My observatory sits in an open field in southern Maryland a few miles inland from the Chesapeake Bay (yes, that is why the control room looks like a ship's wheel house). The telescope is mounted on a concrete pier that is well separated from the control room to minimize local seeing effects.
The telescope is a 115 mm diameter f/7 (800 mm focal length) achromatic refractor that I built around a lens assembly that I picked up on the resale market. The lens was reported to be identical to the one used by Henry Paul in the telescope shown on page 314 of Amateur Telescope Making vol. III (1982 printing). In front of the objective lens is a full aperture filter consisting of a 125 mm diameter, 12 mm thick, fused silica window, with a wave front error of better than 1/5 wave.

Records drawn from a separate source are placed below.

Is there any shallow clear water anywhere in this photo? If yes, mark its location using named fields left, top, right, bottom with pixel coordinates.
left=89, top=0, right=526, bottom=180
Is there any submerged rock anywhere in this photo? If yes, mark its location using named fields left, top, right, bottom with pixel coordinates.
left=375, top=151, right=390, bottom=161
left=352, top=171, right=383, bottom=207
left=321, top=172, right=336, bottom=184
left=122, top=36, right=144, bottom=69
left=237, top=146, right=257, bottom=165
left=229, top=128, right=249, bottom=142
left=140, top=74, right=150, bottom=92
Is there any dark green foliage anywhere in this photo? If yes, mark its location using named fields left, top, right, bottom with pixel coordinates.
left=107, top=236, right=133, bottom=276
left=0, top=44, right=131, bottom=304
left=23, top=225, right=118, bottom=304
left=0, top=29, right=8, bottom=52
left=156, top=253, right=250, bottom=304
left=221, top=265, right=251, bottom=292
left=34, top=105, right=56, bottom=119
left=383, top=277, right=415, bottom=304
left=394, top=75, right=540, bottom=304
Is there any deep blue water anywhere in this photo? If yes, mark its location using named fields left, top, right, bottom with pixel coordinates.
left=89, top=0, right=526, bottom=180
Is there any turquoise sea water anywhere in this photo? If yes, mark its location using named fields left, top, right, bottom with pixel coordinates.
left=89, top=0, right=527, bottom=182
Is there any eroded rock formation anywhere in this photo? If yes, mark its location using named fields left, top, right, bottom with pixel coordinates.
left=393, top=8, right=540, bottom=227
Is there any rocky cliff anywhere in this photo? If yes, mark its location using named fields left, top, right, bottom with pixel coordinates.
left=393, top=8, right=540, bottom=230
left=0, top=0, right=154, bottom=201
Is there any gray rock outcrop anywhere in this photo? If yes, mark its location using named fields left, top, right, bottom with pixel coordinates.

The window was coated by Melles Griot with a metallic neutral density coating to to an optical denity of 1.2 (6% transmission).
The instrument package (from the front aperture back) consists of a 4 mm diameter field stop, a 16 mm focal length projection lens that I got out of a junked high-end microfilm printer, a 9 nm bandwidth interference filter centered on 520 nm, a 70% transmission plate beam splitter (in the aluminum cube), an inexpensive black and white CCD video camera (on the reflection port of the beam splitter), and an Olympus OM-1 camera with a motor drive and data back that records the date and time. The beam splitter reflects 30% of the light to the video camera which is parfocal with the film camera. The video camera transmits an image to a monitor in the control room that I watch for moments of good seeing. The Olympus motor drive permits remote triggering and winding of the OM-1.